El reciente enfrentamiento entre Michael O’Leary, consejero delegado de Ryanair, y Elon Musk, CEO de Tesla, ha generado un inesperado impulso en el negocio de la aerolínea. Según declaraciones del directivo irlandés, las reservas han incrementado entre un 2% y un 3% tras la polémica en redes sociales.
Durante una rueda de prensa, O’Leary afirmó sentirse «muy contento de continuar con la controversia», y expresó que si las ventas de Ryanair mejoran, no le importaría ser insultado por Musk «todo el día y todos los días». Este desencuentro comenzó el 13 de enero, cuando O’Leary rechazó la instalación del wifi de Starlink en sus aviones, argumentando que el peso de la antena resultaría en una pérdida de 250 millones de dólares al año en combustible.
Elon Musk respondió a O’Leary calificándolo de «mal informado», lo que desencadenó una respuesta inmediata del irlandés, quien llamó a Musk «idiota»
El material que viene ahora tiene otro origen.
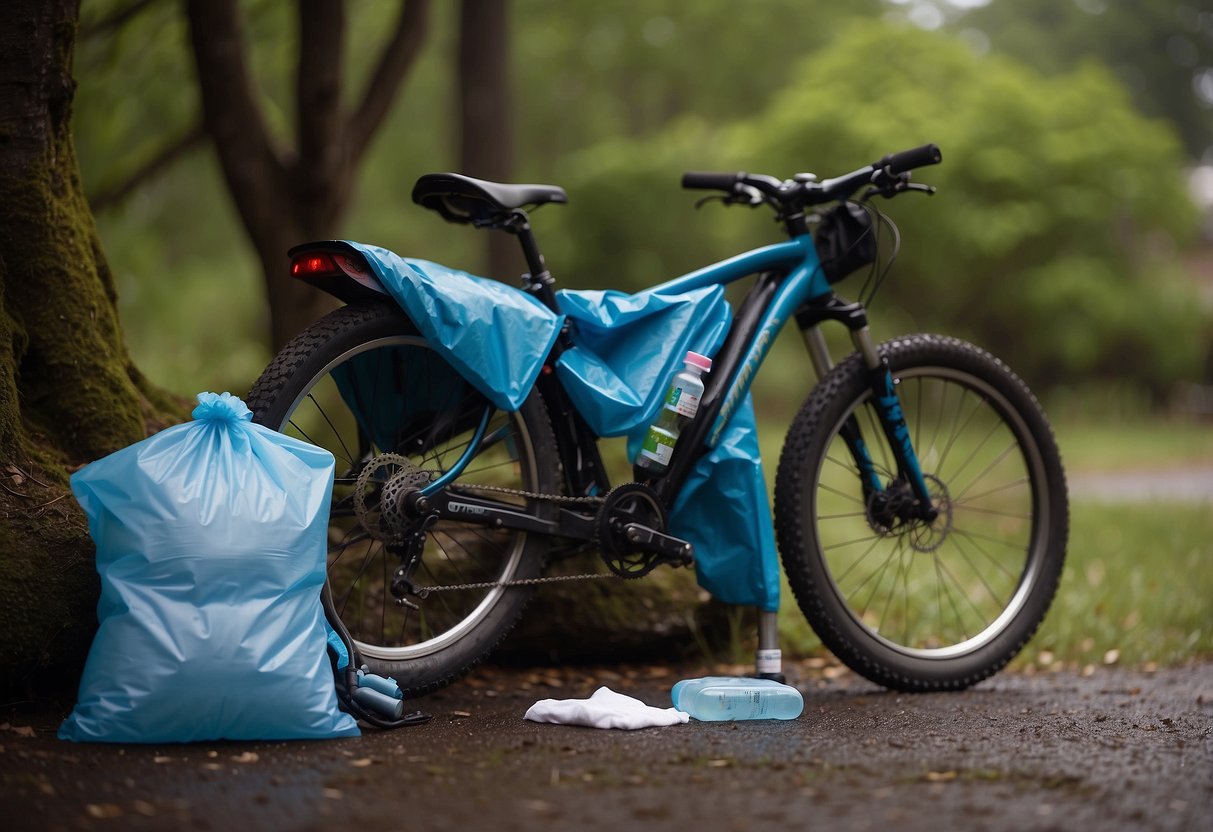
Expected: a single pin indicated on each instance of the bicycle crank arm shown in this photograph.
(673, 550)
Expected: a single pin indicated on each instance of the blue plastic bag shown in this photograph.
(211, 541)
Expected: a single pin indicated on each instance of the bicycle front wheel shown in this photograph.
(907, 603)
(362, 383)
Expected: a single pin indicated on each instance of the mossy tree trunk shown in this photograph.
(69, 392)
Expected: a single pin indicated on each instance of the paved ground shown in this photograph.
(1111, 751)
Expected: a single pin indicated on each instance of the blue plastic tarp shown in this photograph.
(211, 546)
(626, 349)
(724, 513)
(630, 346)
(495, 335)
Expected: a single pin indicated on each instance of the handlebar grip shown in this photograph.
(918, 157)
(707, 181)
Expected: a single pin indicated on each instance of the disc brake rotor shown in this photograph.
(377, 491)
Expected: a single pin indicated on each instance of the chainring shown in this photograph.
(631, 502)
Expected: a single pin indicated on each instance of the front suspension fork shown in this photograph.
(889, 412)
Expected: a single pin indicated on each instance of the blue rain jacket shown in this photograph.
(211, 546)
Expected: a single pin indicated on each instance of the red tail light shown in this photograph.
(313, 265)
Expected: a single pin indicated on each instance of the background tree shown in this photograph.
(1052, 240)
(485, 123)
(69, 391)
(1160, 50)
(288, 195)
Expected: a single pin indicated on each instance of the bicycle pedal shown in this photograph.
(672, 550)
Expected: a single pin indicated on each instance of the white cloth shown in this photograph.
(604, 708)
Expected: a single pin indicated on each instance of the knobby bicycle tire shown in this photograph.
(912, 605)
(363, 383)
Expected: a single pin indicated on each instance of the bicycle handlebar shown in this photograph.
(798, 192)
(707, 181)
(905, 160)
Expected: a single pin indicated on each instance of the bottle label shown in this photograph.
(769, 661)
(687, 404)
(658, 448)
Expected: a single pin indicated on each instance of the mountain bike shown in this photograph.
(920, 503)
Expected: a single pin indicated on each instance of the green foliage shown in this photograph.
(1058, 215)
(1160, 50)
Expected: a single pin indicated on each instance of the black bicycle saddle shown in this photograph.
(462, 199)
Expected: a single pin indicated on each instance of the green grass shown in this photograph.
(1134, 444)
(1137, 590)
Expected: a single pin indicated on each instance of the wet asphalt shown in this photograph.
(1115, 750)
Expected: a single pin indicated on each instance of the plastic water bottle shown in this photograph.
(725, 697)
(681, 405)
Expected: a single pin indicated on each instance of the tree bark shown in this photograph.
(484, 114)
(68, 388)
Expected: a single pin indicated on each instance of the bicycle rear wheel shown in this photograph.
(910, 604)
(364, 385)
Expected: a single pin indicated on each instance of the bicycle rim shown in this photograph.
(393, 395)
(947, 588)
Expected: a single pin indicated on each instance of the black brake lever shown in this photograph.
(892, 189)
(741, 194)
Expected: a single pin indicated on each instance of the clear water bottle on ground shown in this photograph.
(678, 409)
(724, 699)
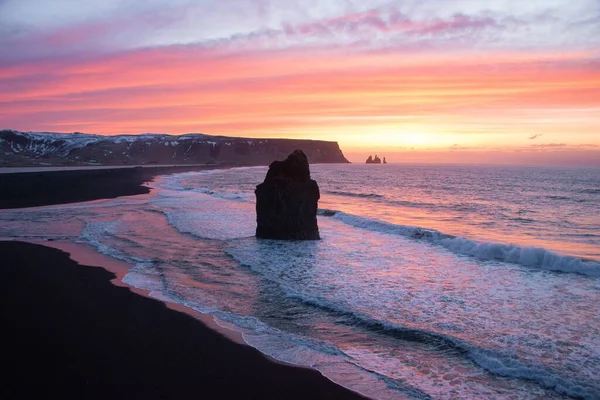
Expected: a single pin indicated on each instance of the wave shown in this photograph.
(526, 256)
(491, 361)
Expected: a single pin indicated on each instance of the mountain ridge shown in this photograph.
(78, 149)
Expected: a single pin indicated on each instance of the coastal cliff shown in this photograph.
(50, 149)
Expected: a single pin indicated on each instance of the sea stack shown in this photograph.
(286, 202)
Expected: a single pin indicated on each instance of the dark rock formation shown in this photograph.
(43, 149)
(372, 160)
(286, 202)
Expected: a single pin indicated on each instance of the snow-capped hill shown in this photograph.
(48, 148)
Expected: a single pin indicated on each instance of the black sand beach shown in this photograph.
(70, 332)
(31, 189)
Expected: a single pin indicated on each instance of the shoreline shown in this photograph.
(80, 305)
(43, 188)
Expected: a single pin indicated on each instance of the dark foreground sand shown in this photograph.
(30, 189)
(70, 333)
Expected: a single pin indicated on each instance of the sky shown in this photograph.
(464, 81)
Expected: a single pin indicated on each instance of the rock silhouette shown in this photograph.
(372, 160)
(286, 202)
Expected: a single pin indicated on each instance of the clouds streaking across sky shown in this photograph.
(437, 80)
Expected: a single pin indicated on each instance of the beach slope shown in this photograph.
(69, 332)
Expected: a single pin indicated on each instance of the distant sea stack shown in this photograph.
(286, 202)
(20, 149)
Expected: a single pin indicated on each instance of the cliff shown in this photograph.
(44, 149)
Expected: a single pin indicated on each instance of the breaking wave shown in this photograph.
(526, 256)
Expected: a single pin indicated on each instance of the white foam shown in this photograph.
(526, 256)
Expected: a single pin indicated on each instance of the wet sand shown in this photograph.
(70, 332)
(71, 185)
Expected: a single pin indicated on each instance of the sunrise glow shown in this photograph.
(429, 81)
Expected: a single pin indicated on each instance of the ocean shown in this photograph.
(430, 281)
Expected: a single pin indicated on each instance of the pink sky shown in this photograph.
(417, 81)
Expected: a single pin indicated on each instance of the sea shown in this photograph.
(430, 281)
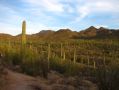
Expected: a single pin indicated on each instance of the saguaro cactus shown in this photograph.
(23, 34)
(23, 39)
(49, 56)
(74, 54)
(61, 50)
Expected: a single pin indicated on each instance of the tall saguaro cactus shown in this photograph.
(23, 33)
(49, 56)
(23, 39)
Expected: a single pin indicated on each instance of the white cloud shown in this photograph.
(85, 8)
(49, 5)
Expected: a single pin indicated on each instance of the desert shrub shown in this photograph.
(108, 77)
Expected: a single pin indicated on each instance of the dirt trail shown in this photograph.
(17, 81)
(55, 81)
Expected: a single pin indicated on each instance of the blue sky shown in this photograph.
(56, 14)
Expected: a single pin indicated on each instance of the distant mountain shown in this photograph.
(102, 32)
(66, 34)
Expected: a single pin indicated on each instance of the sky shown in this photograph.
(55, 14)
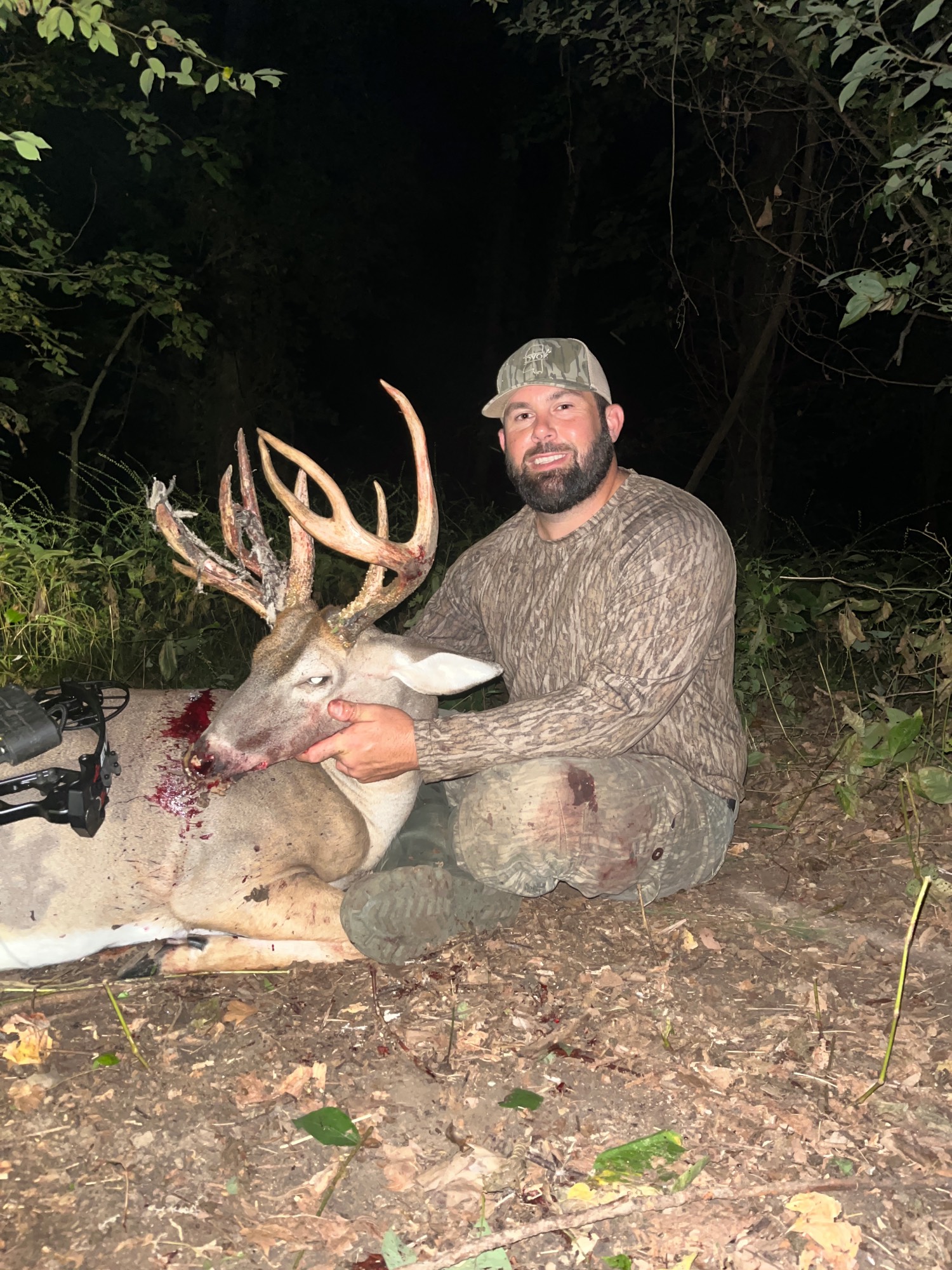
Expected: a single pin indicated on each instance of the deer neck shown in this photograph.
(384, 806)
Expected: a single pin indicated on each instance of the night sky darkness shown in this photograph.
(422, 196)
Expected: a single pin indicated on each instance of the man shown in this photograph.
(618, 764)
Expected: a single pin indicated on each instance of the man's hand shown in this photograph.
(378, 744)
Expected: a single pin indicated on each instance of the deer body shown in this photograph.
(235, 855)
En un giro inesperado, Musk lanzó una encuesta en redes sociales, sugiriendo la posibilidad de comprar Ryanair para poner al frente a alguien «realmente llamado Ryan», una estrategia similar a la utilizada por Musk en anteriores intentos de adquisición.
El miércoles, en un gesto provocativo, O’Leary anunció el lanzamiento de una «gran venta de asientos para idiotas», poniendo a disposición 100.000 asientos desde 20 dólares. Con esta maniobra, el directivo busca «desmontar la rabieta de Elon Musk» mientras capitaliza el aumento en las reservas.